Anselmo has been providing Donald’s semi-intelligible quacks for more than two years. His commentary as Donald ties together “Down and Out With Donald Duck,” an hourlong special made from re-dubbed bits and pieces of old Disney cartoons that airs tonight at 8 on NBC.

Clarence Nash, who died in 1985, did the voice for more than 50 years, starting with “The Wise Little Hen” (1934), Donald’s debut film. He began grooming Anselmo as his successor shortly after the young artist joined the Disney animation staff in 1980. Both an animator and an actor, the 27-year-old Anselmo talked about his work in a recent interview, answering some questions in his own voice and some in Donald’s.


“I was always doing crazy voices and distracting my classmates in school, and when I was at CalArts I did the voices for almost everybody’s animated films,” he says. “But Donald was one I couldn’t do--Clarence explained how, but it took me about a year to get it.
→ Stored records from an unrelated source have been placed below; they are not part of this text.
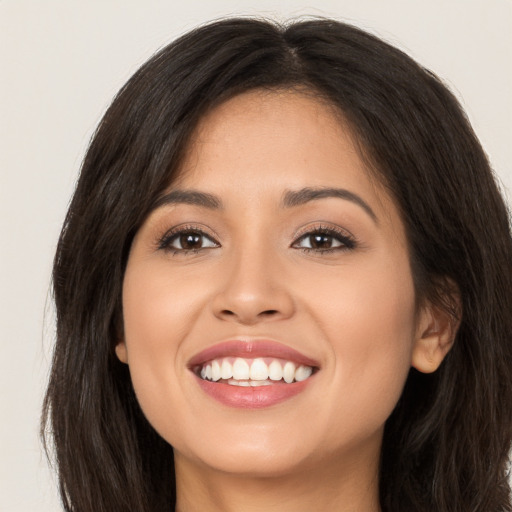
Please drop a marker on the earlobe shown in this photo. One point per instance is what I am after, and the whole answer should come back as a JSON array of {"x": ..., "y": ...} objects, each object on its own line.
[
  {"x": 121, "y": 352},
  {"x": 435, "y": 336}
]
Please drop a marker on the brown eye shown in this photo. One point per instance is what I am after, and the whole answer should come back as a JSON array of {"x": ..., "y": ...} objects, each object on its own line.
[
  {"x": 188, "y": 241},
  {"x": 324, "y": 241},
  {"x": 321, "y": 241}
]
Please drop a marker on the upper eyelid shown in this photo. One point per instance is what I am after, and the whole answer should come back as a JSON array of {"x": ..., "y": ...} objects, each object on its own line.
[{"x": 297, "y": 236}]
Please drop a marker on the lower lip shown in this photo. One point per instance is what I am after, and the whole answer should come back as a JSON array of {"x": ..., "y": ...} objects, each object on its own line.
[{"x": 249, "y": 397}]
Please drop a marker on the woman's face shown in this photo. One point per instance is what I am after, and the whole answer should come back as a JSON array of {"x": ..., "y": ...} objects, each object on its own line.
[{"x": 274, "y": 251}]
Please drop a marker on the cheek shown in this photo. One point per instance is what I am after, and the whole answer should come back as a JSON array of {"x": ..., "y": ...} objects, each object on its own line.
[
  {"x": 369, "y": 319},
  {"x": 155, "y": 325}
]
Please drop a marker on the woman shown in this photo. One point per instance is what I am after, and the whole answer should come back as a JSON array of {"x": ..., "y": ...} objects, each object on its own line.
[{"x": 284, "y": 282}]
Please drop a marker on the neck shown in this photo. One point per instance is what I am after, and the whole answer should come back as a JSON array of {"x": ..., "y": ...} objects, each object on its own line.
[{"x": 338, "y": 487}]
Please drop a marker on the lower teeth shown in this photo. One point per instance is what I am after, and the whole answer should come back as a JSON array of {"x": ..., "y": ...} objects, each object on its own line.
[{"x": 247, "y": 383}]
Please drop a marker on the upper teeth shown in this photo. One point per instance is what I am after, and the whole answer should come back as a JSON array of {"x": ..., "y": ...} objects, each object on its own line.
[{"x": 258, "y": 369}]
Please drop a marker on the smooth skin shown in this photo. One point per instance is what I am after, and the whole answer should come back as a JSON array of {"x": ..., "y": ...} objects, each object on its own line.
[{"x": 256, "y": 270}]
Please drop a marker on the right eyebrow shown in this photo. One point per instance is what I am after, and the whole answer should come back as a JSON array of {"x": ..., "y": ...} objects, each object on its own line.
[{"x": 192, "y": 197}]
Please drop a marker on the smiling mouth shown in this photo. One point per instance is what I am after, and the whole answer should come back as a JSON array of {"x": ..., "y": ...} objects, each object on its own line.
[
  {"x": 260, "y": 371},
  {"x": 252, "y": 373}
]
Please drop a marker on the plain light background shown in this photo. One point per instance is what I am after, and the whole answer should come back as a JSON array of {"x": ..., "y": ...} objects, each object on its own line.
[{"x": 62, "y": 62}]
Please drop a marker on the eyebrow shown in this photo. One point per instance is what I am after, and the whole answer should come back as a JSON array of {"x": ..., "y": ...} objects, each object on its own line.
[
  {"x": 192, "y": 197},
  {"x": 290, "y": 198}
]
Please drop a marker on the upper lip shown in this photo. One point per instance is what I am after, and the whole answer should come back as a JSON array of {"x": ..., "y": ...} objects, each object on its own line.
[{"x": 251, "y": 349}]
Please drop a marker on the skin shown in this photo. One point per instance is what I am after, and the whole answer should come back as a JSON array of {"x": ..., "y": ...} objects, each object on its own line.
[{"x": 353, "y": 310}]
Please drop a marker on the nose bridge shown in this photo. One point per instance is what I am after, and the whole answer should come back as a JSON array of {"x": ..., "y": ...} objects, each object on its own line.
[{"x": 253, "y": 287}]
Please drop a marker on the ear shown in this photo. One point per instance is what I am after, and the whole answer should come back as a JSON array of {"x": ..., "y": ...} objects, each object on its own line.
[
  {"x": 121, "y": 352},
  {"x": 436, "y": 330}
]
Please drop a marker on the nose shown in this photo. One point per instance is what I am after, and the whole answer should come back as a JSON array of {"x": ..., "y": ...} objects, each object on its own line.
[{"x": 253, "y": 289}]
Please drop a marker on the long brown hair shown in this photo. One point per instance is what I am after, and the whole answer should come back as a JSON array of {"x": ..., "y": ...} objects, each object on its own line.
[{"x": 446, "y": 444}]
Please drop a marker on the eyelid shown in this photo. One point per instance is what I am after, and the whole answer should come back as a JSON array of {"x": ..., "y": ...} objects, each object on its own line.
[
  {"x": 163, "y": 242},
  {"x": 346, "y": 238},
  {"x": 324, "y": 228}
]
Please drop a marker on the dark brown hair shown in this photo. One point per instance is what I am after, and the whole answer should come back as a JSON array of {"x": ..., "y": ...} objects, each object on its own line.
[{"x": 446, "y": 444}]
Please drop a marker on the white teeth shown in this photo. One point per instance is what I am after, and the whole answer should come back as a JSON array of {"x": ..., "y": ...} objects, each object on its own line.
[
  {"x": 254, "y": 372},
  {"x": 275, "y": 371},
  {"x": 302, "y": 373},
  {"x": 226, "y": 369},
  {"x": 240, "y": 369},
  {"x": 215, "y": 371},
  {"x": 289, "y": 372},
  {"x": 259, "y": 370},
  {"x": 247, "y": 383}
]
Every time I saw him on the lot, I’d say, ‘How’s this?’ and he’d say, ‘No, a little higher--keep practicing.’ ”

At a time when most actors want to make their work distinctive, Anselmo tries to avoid adding any individual touches. He concentrates on making his performances match Nash’s as perfectly as he can:

“I really feel like I’m the keeper of the keys. We established that voice and we want to keep it the same--it can’t sound like an imitation. So instead of making it my own, I try to do it the way Clarence would or, better yet, the way Donald would. I’ve got a photographic ear: If I hear something twice, I’ve got it. I’ve seen all the old cartoons a million times, so when I have a problem with how to say a word, I can remember how Clarence said it in another cartoon.”
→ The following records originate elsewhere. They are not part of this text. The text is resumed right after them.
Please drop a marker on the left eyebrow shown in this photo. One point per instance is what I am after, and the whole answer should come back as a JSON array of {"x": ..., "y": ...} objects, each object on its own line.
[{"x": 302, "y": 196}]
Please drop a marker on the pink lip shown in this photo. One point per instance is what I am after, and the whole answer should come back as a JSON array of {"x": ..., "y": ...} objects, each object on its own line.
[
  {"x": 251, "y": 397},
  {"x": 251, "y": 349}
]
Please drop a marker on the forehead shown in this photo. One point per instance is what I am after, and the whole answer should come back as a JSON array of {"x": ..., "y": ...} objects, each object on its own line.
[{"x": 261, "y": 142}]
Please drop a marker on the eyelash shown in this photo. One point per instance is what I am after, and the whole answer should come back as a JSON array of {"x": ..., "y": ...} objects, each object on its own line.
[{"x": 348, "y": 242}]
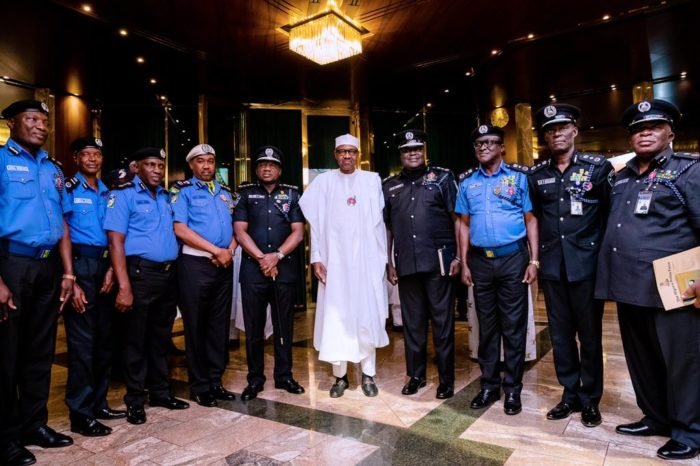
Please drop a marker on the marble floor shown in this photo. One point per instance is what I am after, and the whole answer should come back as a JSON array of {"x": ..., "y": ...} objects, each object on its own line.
[{"x": 312, "y": 429}]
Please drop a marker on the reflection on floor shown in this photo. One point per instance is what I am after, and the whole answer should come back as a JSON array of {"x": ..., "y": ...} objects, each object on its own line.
[{"x": 313, "y": 429}]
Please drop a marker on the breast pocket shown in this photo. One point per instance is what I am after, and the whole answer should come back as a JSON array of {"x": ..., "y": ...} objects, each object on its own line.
[{"x": 22, "y": 185}]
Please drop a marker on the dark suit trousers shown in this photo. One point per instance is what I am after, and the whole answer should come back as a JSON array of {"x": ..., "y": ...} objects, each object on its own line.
[
  {"x": 205, "y": 293},
  {"x": 428, "y": 297},
  {"x": 27, "y": 343},
  {"x": 662, "y": 349},
  {"x": 572, "y": 312},
  {"x": 500, "y": 297},
  {"x": 255, "y": 297}
]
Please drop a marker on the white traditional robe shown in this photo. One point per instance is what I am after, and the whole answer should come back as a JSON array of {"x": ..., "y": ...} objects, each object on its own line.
[{"x": 348, "y": 236}]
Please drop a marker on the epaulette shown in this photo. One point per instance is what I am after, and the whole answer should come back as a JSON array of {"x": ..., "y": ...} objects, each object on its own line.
[
  {"x": 687, "y": 155},
  {"x": 467, "y": 174},
  {"x": 519, "y": 168},
  {"x": 592, "y": 158},
  {"x": 537, "y": 167},
  {"x": 178, "y": 185},
  {"x": 72, "y": 184},
  {"x": 128, "y": 184},
  {"x": 290, "y": 186}
]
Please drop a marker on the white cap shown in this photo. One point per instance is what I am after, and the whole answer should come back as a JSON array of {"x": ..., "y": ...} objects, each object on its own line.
[
  {"x": 347, "y": 139},
  {"x": 200, "y": 149}
]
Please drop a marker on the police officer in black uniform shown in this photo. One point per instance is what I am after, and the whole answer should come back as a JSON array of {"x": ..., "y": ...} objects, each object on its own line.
[
  {"x": 143, "y": 249},
  {"x": 570, "y": 194},
  {"x": 420, "y": 220},
  {"x": 203, "y": 211},
  {"x": 88, "y": 320},
  {"x": 32, "y": 188},
  {"x": 655, "y": 212},
  {"x": 269, "y": 226}
]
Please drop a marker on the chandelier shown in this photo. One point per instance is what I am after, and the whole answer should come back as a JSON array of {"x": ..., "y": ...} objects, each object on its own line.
[{"x": 326, "y": 37}]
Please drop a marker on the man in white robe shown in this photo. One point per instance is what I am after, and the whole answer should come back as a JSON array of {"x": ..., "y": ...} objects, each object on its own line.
[{"x": 348, "y": 254}]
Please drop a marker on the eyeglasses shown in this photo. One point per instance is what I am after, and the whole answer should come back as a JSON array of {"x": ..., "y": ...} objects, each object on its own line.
[
  {"x": 489, "y": 143},
  {"x": 346, "y": 151}
]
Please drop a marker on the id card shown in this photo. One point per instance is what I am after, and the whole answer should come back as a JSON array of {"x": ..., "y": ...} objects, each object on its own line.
[
  {"x": 576, "y": 207},
  {"x": 643, "y": 203}
]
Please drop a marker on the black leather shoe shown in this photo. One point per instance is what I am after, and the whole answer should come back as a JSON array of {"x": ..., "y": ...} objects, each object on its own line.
[
  {"x": 109, "y": 414},
  {"x": 339, "y": 387},
  {"x": 675, "y": 450},
  {"x": 291, "y": 385},
  {"x": 220, "y": 393},
  {"x": 14, "y": 454},
  {"x": 562, "y": 411},
  {"x": 590, "y": 416},
  {"x": 512, "y": 404},
  {"x": 369, "y": 388},
  {"x": 485, "y": 398},
  {"x": 639, "y": 429},
  {"x": 170, "y": 403},
  {"x": 135, "y": 414},
  {"x": 411, "y": 388},
  {"x": 205, "y": 399},
  {"x": 46, "y": 437},
  {"x": 88, "y": 427},
  {"x": 251, "y": 392},
  {"x": 444, "y": 392}
]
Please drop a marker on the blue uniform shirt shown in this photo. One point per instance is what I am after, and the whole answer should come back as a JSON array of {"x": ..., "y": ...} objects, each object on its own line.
[
  {"x": 88, "y": 213},
  {"x": 208, "y": 215},
  {"x": 146, "y": 222},
  {"x": 31, "y": 191},
  {"x": 496, "y": 204}
]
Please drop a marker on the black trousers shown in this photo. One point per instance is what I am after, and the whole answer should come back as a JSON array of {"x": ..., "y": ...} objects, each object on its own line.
[
  {"x": 500, "y": 297},
  {"x": 89, "y": 338},
  {"x": 27, "y": 343},
  {"x": 255, "y": 297},
  {"x": 149, "y": 329},
  {"x": 662, "y": 350},
  {"x": 573, "y": 312},
  {"x": 428, "y": 297},
  {"x": 205, "y": 293}
]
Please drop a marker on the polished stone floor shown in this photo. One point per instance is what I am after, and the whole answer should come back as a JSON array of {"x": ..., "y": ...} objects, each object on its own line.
[{"x": 312, "y": 429}]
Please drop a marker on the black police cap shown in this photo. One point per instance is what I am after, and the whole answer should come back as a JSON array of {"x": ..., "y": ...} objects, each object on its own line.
[
  {"x": 557, "y": 113},
  {"x": 651, "y": 110},
  {"x": 20, "y": 106},
  {"x": 147, "y": 153},
  {"x": 268, "y": 154},
  {"x": 81, "y": 143},
  {"x": 487, "y": 130},
  {"x": 411, "y": 138}
]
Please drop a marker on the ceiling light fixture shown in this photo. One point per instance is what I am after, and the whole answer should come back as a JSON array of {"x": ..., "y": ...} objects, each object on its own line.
[{"x": 326, "y": 37}]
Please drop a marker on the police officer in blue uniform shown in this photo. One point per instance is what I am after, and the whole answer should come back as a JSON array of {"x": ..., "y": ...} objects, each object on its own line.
[
  {"x": 88, "y": 320},
  {"x": 496, "y": 230},
  {"x": 570, "y": 195},
  {"x": 143, "y": 249},
  {"x": 655, "y": 212},
  {"x": 32, "y": 188},
  {"x": 269, "y": 226},
  {"x": 419, "y": 215},
  {"x": 203, "y": 212}
]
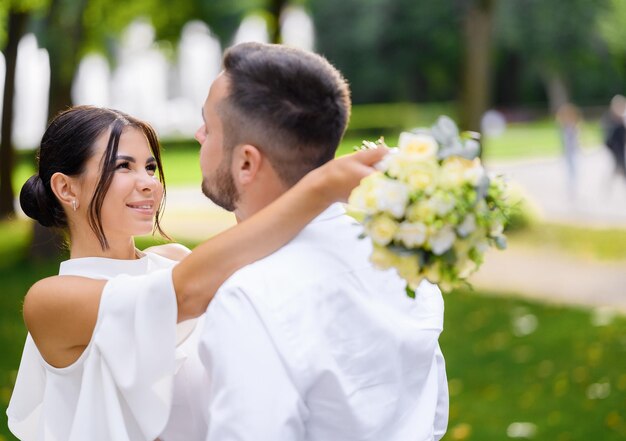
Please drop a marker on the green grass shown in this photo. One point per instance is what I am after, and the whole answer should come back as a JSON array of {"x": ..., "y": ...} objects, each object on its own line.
[
  {"x": 535, "y": 139},
  {"x": 496, "y": 376},
  {"x": 370, "y": 121},
  {"x": 567, "y": 377},
  {"x": 586, "y": 243}
]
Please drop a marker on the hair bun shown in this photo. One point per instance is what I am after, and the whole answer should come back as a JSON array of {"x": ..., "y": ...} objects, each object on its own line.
[{"x": 36, "y": 203}]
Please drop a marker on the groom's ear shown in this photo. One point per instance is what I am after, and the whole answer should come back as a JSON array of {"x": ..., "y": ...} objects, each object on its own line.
[{"x": 247, "y": 161}]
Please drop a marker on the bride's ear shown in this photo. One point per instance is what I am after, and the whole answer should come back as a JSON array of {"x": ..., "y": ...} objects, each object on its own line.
[
  {"x": 247, "y": 160},
  {"x": 66, "y": 190}
]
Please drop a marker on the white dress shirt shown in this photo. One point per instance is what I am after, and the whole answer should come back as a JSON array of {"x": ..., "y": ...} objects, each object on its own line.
[
  {"x": 314, "y": 343},
  {"x": 136, "y": 380}
]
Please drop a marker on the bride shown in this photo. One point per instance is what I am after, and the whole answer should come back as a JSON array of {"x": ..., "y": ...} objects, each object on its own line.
[{"x": 107, "y": 367}]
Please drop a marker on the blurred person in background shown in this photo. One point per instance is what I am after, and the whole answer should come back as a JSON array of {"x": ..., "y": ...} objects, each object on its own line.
[
  {"x": 104, "y": 359},
  {"x": 568, "y": 118},
  {"x": 615, "y": 135}
]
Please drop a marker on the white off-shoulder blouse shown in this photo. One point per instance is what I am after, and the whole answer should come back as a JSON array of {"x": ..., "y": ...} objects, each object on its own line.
[{"x": 122, "y": 386}]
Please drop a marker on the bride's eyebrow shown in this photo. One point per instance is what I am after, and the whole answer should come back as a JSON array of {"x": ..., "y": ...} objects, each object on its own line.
[
  {"x": 132, "y": 159},
  {"x": 125, "y": 158}
]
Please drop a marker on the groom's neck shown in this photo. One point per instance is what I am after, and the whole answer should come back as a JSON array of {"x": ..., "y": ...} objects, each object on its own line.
[{"x": 250, "y": 204}]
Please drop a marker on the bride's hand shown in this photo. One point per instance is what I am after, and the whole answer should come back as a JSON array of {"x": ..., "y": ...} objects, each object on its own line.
[{"x": 336, "y": 179}]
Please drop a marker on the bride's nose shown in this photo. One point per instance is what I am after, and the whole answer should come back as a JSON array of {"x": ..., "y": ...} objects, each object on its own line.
[{"x": 147, "y": 182}]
Anselmo’s careful mimicry stands in marked contrast to the less satisfactory performances by the new artists who dubbed the voices of the other classic Disney characters in “Down and Out.” Mickey Mouse, Goofy and Black Pete sound only vaguely like the old cartoons, and Ludwig Von Drake, Donald’s eccentric Viennese uncle, isn’t even close.

When Mickey starts to recount all the trouble Donald’s temper has caused, the Duck gives the best line in the show: “Uh-oh, Big Ears is gonna snitch on me.” Anselmo sounds exactly like Nash: It’s the Donald Duck audiences know and love.

But voices are only a sideline for Anselmo. Recently promoted to full animator at Disney, he worked on “Mickey’s Christmas Carol” and “The Great Mouse Detective” and is beginning to animate on the studio’s next feature, “Oliver and the Dodger.” He also provided voices for some incidental characters in “Mouse Detective” and “Oliver.”

“Donald is my only real voice love and the one I really concentrate on,” he says. “The others are something I do if I can. They use Donald so seldom that I can animate 8 to 5 and just do a night recording session once or twice a week: It’s really sort of an extra-credit assignment.”

Working with Donald and the other famous Disney cartoon characters is the culmination of a lifelong interest in animation. A self-styled “Disney nut” with a large collection of artwork and memorabilia, Anselmo says he became interested in the medium “not in the womb, but right after that.”

“The first movie I ever saw was ‘Mary Poppins,’ when I was 4,” he recalled. “I was so amazed by what was up on the screen that I remember--even at that age--saying, ‘I want to know how that was done, and I want to do it.’ I’ve never really changed my mind since.”